Judging artistic value is a complex process. Culturally, ongoing debates swirl around aesthetics in many regions of the world, and perceptions of beauty tend to be influenced by the culture a person grows up in. People in the West, for example, may value Classical design inspired by Ancient Greece and Rome, while people in the East may not find this style aesthetically pleasing. Works of art are judged on aesthetic value and can have radically difference price tags on the basis of appearance and creator, even if the materials are identical.
Art is not the only field where aesthetic value is a concern. Crafts like furniture and clothing design must also consider aesthetics, as must real estate, where the appearance of a home can have a profound impact on the sales price. Engineers also consider aesthetics when designing products, as an attractive design can make a product more valuable in the eyes of consumers; keyboards, for example, come in a variety of designs, and those with unusual or distinctive appearances tend to have a higher price point.

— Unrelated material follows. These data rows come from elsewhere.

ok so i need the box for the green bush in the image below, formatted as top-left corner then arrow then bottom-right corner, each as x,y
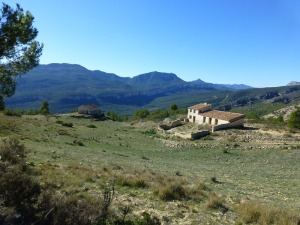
2,109 -> 23,117
106,111 -> 125,122
73,139 -> 84,146
246,112 -> 260,120
142,129 -> 161,138
40,100 -> 50,115
2,108 -> 42,116
62,122 -> 73,127
134,109 -> 150,119
55,120 -> 64,124
87,124 -> 97,128
170,104 -> 178,111
288,109 -> 300,130
149,109 -> 169,121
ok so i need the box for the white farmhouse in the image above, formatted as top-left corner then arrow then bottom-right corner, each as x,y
187,103 -> 245,132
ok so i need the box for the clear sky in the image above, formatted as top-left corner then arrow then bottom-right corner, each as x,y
5,0 -> 300,87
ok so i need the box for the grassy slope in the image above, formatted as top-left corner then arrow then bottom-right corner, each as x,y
1,114 -> 300,224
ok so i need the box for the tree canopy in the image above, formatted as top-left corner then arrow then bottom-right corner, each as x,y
134,109 -> 150,119
288,109 -> 300,130
40,100 -> 50,115
0,3 -> 43,109
170,104 -> 178,111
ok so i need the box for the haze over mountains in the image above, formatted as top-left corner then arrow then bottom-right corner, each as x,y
5,63 -> 300,114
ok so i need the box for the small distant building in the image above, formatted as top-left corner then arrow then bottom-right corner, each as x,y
78,104 -> 100,115
187,103 -> 245,132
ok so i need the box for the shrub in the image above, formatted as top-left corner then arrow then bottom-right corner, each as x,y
288,109 -> 300,130
58,129 -> 69,136
211,176 -> 218,183
142,129 -> 157,135
206,193 -> 227,212
202,136 -> 214,141
134,109 -> 150,119
175,171 -> 182,176
56,120 -> 73,127
0,170 -> 41,224
40,100 -> 50,115
49,195 -> 102,225
106,111 -> 124,122
73,139 -> 84,146
157,184 -> 186,201
246,112 -> 260,120
87,124 -> 97,128
0,139 -> 26,164
236,201 -> 300,225
55,120 -> 64,124
0,139 -> 42,224
149,109 -> 169,121
222,148 -> 229,154
2,109 -> 23,117
62,122 -> 73,127
134,212 -> 161,225
170,104 -> 178,111
142,129 -> 161,138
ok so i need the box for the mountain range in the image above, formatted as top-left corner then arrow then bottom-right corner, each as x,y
5,63 -> 300,114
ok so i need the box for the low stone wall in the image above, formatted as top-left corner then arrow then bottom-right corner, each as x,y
158,119 -> 182,131
212,119 -> 244,132
190,130 -> 210,139
172,130 -> 210,140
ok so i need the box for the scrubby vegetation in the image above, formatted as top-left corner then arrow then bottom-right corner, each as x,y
236,201 -> 300,225
0,138 -> 162,224
106,111 -> 128,122
1,100 -> 51,116
0,110 -> 300,224
288,109 -> 300,130
132,105 -> 187,121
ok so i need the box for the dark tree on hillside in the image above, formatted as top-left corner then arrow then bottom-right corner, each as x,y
170,104 -> 178,111
288,109 -> 300,130
0,3 -> 43,109
40,100 -> 50,115
134,109 -> 150,119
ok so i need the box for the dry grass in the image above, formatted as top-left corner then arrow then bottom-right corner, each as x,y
206,192 -> 227,211
236,201 -> 300,225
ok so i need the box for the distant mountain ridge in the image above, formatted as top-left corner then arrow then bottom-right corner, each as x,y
9,63 -> 296,114
288,81 -> 300,86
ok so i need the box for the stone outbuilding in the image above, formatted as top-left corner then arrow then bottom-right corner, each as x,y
187,103 -> 245,132
78,104 -> 100,115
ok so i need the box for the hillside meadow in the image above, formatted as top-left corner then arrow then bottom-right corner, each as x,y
0,113 -> 300,224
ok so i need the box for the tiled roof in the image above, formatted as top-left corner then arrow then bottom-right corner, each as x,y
200,110 -> 245,122
79,104 -> 99,109
189,103 -> 212,111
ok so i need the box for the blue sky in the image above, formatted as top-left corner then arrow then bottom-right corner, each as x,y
5,0 -> 300,87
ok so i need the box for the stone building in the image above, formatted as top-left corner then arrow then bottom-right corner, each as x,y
187,103 -> 245,131
78,104 -> 100,115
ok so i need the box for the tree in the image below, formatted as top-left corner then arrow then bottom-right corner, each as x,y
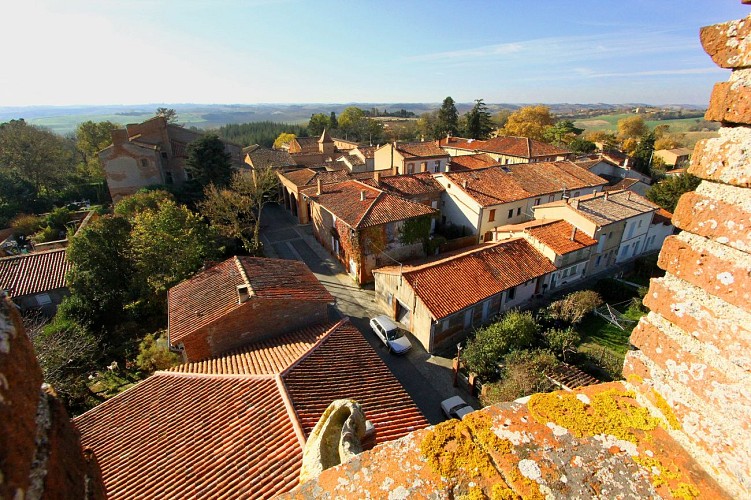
308,113 -> 330,136
185,134 -> 232,189
130,199 -> 218,303
329,111 -> 338,130
200,168 -> 278,253
583,130 -> 617,149
568,137 -> 597,155
546,290 -> 603,325
646,173 -> 701,212
462,99 -> 494,140
338,106 -> 384,142
114,189 -> 175,220
436,96 -> 459,138
654,134 -> 686,151
617,115 -> 647,141
417,111 -> 440,140
135,332 -> 180,373
631,131 -> 656,175
155,107 -> 178,123
273,132 -> 297,150
66,215 -> 135,328
543,327 -> 581,361
493,110 -> 512,130
500,105 -> 556,141
481,350 -> 558,405
542,120 -> 583,146
75,120 -> 118,180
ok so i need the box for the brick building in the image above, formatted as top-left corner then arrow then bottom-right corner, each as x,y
167,256 -> 334,361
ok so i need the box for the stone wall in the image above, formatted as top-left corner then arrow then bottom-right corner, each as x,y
623,14 -> 751,498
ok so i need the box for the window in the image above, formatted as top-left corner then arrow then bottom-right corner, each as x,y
506,286 -> 516,302
573,191 -> 580,197
408,163 -> 415,174
140,159 -> 148,167
165,172 -> 173,185
507,209 -> 513,219
421,162 -> 427,172
638,219 -> 643,228
161,152 -> 168,159
534,198 -> 541,206
595,255 -> 602,267
516,207 -> 521,216
35,293 -> 52,306
434,160 -> 440,172
548,195 -> 555,202
488,209 -> 496,222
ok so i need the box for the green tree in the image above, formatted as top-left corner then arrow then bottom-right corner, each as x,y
481,350 -> 558,405
200,168 -> 278,253
66,215 -> 135,328
631,131 -> 656,175
493,110 -> 512,130
543,327 -> 581,361
273,132 -> 297,149
500,105 -> 556,141
75,120 -> 118,180
329,111 -> 338,130
155,107 -> 178,123
462,99 -> 494,140
338,107 -> 384,142
436,96 -> 459,138
542,120 -> 583,146
546,290 -> 603,325
417,111 -> 440,140
568,137 -> 597,155
114,189 -> 175,221
308,113 -> 330,136
185,134 -> 232,189
135,333 -> 181,373
130,200 -> 217,303
646,173 -> 701,212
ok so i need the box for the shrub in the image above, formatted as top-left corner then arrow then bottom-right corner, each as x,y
45,206 -> 72,232
481,349 -> 558,405
135,333 -> 181,373
546,290 -> 603,325
10,214 -> 43,238
543,327 -> 581,361
31,225 -> 62,244
462,310 -> 539,379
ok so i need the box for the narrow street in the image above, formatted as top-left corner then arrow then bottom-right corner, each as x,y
259,203 -> 477,424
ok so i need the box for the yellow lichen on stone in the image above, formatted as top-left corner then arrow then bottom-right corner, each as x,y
671,482 -> 700,499
460,486 -> 488,500
527,389 -> 659,443
505,468 -> 545,500
490,482 -> 520,500
626,373 -> 644,384
652,389 -> 682,430
633,455 -> 680,487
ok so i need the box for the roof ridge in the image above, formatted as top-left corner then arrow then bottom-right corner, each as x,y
280,317 -> 351,378
274,375 -> 307,448
0,247 -> 67,261
233,255 -> 252,290
402,241 -> 510,275
353,186 -> 383,229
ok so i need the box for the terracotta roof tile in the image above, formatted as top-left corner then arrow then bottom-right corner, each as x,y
448,153 -> 500,171
366,172 -> 444,198
525,220 -> 598,255
0,249 -> 70,298
306,180 -> 436,229
74,373 -> 303,499
293,137 -> 319,154
543,190 -> 659,227
378,239 -> 556,320
280,168 -> 319,187
441,136 -> 570,158
168,257 -> 333,344
246,146 -> 296,169
395,141 -> 448,158
356,145 -> 377,158
604,177 -> 642,191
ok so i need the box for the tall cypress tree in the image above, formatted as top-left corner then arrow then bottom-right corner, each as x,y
437,96 -> 459,138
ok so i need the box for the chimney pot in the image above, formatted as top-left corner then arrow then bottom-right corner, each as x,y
237,285 -> 251,304
604,190 -> 609,201
374,170 -> 381,183
462,180 -> 468,189
317,178 -> 322,196
360,190 -> 366,201
571,226 -> 577,241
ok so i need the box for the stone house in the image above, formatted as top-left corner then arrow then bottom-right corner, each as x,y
434,162 -> 607,242
99,116 -> 244,201
167,256 -> 334,362
653,147 -> 693,167
243,144 -> 296,170
0,248 -> 70,315
283,129 -> 338,166
373,239 -> 556,353
440,136 -> 572,164
492,219 -> 598,292
335,145 -> 377,172
373,141 -> 450,174
303,180 -> 437,284
532,190 -> 665,275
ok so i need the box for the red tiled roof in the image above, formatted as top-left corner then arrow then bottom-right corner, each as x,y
356,146 -> 377,158
0,249 -> 70,298
306,180 -> 436,229
168,257 -> 333,344
280,168 -> 319,187
170,322 -> 334,375
396,141 -> 448,158
293,137 -> 320,154
377,239 -> 556,320
444,162 -> 606,207
604,177 -> 642,191
441,136 -> 570,158
75,373 -> 303,499
368,172 -> 444,198
283,322 -> 428,443
525,220 -> 598,255
448,153 -> 499,171
652,208 -> 673,225
76,319 -> 428,498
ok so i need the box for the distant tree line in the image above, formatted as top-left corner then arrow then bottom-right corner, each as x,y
214,121 -> 309,147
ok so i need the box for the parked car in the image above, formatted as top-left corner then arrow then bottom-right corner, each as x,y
441,396 -> 474,420
369,315 -> 412,354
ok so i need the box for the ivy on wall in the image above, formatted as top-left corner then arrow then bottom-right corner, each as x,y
399,215 -> 432,249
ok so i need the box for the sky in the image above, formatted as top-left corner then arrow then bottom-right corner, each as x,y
0,0 -> 748,106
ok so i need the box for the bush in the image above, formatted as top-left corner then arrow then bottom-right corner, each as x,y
45,206 -> 72,232
546,290 -> 603,325
135,333 -> 181,373
462,310 -> 539,379
31,225 -> 62,244
481,349 -> 558,405
543,327 -> 581,361
10,214 -> 43,238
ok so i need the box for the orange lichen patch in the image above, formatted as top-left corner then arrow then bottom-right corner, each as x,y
652,389 -> 682,430
528,388 -> 659,443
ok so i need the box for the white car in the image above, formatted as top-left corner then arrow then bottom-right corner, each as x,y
441,396 -> 474,420
369,315 -> 412,354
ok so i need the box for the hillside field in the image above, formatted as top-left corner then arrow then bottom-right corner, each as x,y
574,112 -> 718,148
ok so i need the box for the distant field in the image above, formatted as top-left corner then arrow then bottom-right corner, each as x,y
27,113 -> 211,135
574,112 -> 718,148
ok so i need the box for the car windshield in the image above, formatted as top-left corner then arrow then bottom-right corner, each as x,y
385,328 -> 400,341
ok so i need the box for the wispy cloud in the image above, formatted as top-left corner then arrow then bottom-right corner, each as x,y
577,67 -> 723,79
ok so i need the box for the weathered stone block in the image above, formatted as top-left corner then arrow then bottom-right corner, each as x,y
700,16 -> 751,69
689,127 -> 751,187
644,275 -> 751,371
673,182 -> 751,254
705,81 -> 751,124
658,233 -> 751,311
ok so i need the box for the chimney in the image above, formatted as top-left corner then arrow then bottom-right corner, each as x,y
446,163 -> 451,173
360,190 -> 367,201
604,190 -> 609,201
317,178 -> 322,196
571,199 -> 579,209
237,285 -> 251,304
462,180 -> 468,189
374,170 -> 381,183
570,226 -> 577,241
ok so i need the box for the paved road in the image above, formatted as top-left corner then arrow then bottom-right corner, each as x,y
260,203 -> 477,424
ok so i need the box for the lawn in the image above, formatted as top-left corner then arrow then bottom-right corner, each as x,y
577,305 -> 645,356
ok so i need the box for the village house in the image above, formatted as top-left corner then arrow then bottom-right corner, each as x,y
492,219 -> 598,292
99,116 -> 244,201
440,136 -> 572,164
434,161 -> 607,242
373,239 -> 556,353
653,147 -> 693,167
532,190 -> 667,275
335,145 -> 377,172
243,144 -> 296,170
373,141 -> 450,174
603,177 -> 651,197
574,154 -> 652,186
303,180 -> 437,284
0,248 -> 70,315
167,256 -> 334,362
281,129 -> 340,166
74,318 -> 428,499
447,153 -> 500,171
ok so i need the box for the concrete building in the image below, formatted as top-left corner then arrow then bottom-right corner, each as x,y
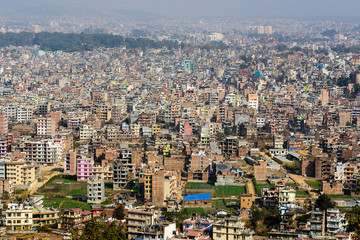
0,179 -> 14,196
278,186 -> 296,204
24,140 -> 62,165
32,208 -> 59,228
77,158 -> 93,181
213,216 -> 253,240
5,161 -> 37,187
37,117 -> 56,137
0,114 -> 8,136
64,150 -> 77,175
80,124 -> 95,140
113,159 -> 135,190
17,105 -> 33,122
126,209 -> 156,240
5,203 -> 34,233
87,176 -> 104,204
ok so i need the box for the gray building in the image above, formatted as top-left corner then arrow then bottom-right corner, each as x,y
87,176 -> 104,204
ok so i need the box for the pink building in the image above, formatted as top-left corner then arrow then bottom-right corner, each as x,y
184,122 -> 192,136
77,158 -> 93,181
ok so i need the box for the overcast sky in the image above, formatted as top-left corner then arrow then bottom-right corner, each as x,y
0,0 -> 359,18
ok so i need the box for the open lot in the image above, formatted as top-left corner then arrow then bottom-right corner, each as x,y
185,182 -> 246,198
37,175 -> 113,210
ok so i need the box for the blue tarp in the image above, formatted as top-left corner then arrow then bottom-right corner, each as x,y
183,193 -> 211,201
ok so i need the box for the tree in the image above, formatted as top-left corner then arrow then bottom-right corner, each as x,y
113,205 -> 125,220
315,194 -> 334,211
2,191 -> 10,200
315,194 -> 335,232
71,220 -> 126,240
346,205 -> 360,239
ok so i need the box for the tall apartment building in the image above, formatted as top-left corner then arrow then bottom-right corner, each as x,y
0,114 -> 8,136
64,150 -> 77,175
5,203 -> 34,233
5,161 -> 37,187
80,124 -> 95,140
0,160 -> 5,179
126,209 -> 155,240
0,140 -> 7,157
77,158 -> 93,181
5,102 -> 18,120
24,140 -> 62,165
37,102 -> 51,115
213,216 -> 253,240
87,176 -> 104,204
248,93 -> 259,110
0,179 -> 14,196
17,105 -> 33,122
113,159 -> 135,190
37,117 -> 56,137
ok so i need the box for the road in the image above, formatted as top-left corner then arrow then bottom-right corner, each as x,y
246,181 -> 256,196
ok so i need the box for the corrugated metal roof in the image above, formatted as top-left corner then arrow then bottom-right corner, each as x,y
183,193 -> 211,201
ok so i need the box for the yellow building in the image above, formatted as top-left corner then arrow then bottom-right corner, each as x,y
152,124 -> 161,135
213,216 -> 253,240
5,160 -> 37,186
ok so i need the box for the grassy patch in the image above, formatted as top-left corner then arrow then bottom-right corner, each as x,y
306,180 -> 321,190
185,182 -> 215,189
213,199 -> 226,209
328,194 -> 354,200
296,190 -> 310,197
286,183 -> 299,188
37,175 -> 87,197
215,186 -> 246,197
43,197 -> 110,210
182,208 -> 205,216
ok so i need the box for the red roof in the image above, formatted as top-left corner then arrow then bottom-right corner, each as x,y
82,211 -> 92,216
70,208 -> 82,212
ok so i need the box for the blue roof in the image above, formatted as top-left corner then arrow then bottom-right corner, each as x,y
183,193 -> 211,201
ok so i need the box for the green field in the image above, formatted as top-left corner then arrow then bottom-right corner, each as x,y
186,182 -> 246,197
296,190 -> 310,197
306,180 -> 321,190
182,208 -> 206,216
215,186 -> 246,197
185,182 -> 215,189
328,194 -> 354,200
286,183 -> 299,188
43,197 -> 92,210
38,175 -> 114,210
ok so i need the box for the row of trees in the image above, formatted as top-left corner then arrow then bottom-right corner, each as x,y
0,32 -> 186,52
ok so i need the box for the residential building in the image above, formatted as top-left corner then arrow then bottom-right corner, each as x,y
87,176 -> 105,204
77,158 -> 93,181
5,203 -> 34,233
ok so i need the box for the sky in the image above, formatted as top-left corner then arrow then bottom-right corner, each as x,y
0,0 -> 359,19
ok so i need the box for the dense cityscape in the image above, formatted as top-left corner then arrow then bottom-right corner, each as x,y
0,5 -> 360,240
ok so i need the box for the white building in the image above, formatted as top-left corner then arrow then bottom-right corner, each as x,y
17,105 -> 33,122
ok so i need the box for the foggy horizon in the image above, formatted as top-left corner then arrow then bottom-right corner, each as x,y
0,0 -> 359,20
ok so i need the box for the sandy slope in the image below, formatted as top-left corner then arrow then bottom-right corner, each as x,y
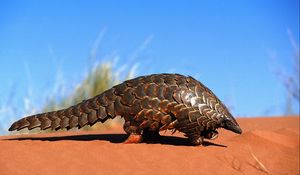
0,116 -> 299,175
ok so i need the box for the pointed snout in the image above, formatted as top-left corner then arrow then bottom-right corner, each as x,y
233,125 -> 242,134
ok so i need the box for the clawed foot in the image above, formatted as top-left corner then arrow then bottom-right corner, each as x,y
123,134 -> 143,144
204,130 -> 218,140
190,136 -> 204,146
123,129 -> 161,144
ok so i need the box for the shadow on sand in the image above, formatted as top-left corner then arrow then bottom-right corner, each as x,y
5,133 -> 227,147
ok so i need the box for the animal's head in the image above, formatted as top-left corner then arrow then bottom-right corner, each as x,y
221,115 -> 242,134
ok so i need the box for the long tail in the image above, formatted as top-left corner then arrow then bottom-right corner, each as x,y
8,92 -> 117,131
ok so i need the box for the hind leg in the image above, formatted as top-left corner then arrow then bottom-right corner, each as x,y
123,121 -> 143,144
123,134 -> 143,144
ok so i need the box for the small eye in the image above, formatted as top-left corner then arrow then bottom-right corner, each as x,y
226,121 -> 232,126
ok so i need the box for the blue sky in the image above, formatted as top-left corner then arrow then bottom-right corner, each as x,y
0,0 -> 299,131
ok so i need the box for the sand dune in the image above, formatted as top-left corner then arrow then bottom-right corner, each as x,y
0,116 -> 299,175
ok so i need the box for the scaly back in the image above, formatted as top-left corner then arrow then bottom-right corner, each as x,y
9,73 -> 241,145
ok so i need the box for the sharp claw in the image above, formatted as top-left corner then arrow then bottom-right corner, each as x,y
171,129 -> 177,135
210,133 -> 218,140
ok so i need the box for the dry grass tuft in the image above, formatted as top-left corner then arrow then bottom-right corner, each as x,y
247,146 -> 270,174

This can also be a concern with nature. In many cultures, the idea that nature has inherent aesthetic value is widely socially accepted, although some natural landscapes may be considered more attractive than others. The belief in the aesthetic value of nature was the driving force behind social developments like the national parks in the United States; the government specifically set aside natural spaces for their natural beauty, rather than allowing residents of the nation to use them for development.
Aesthetics is a highly subjective area of study, although numerous colleges and universities include coursework designed to help students assess aesthetics and make accurate judgments. Psychologists and social scientists also have an interest in this field, as they want to know how cultures develop ideas about beauty, and how those ideas play out in cultural phenomena.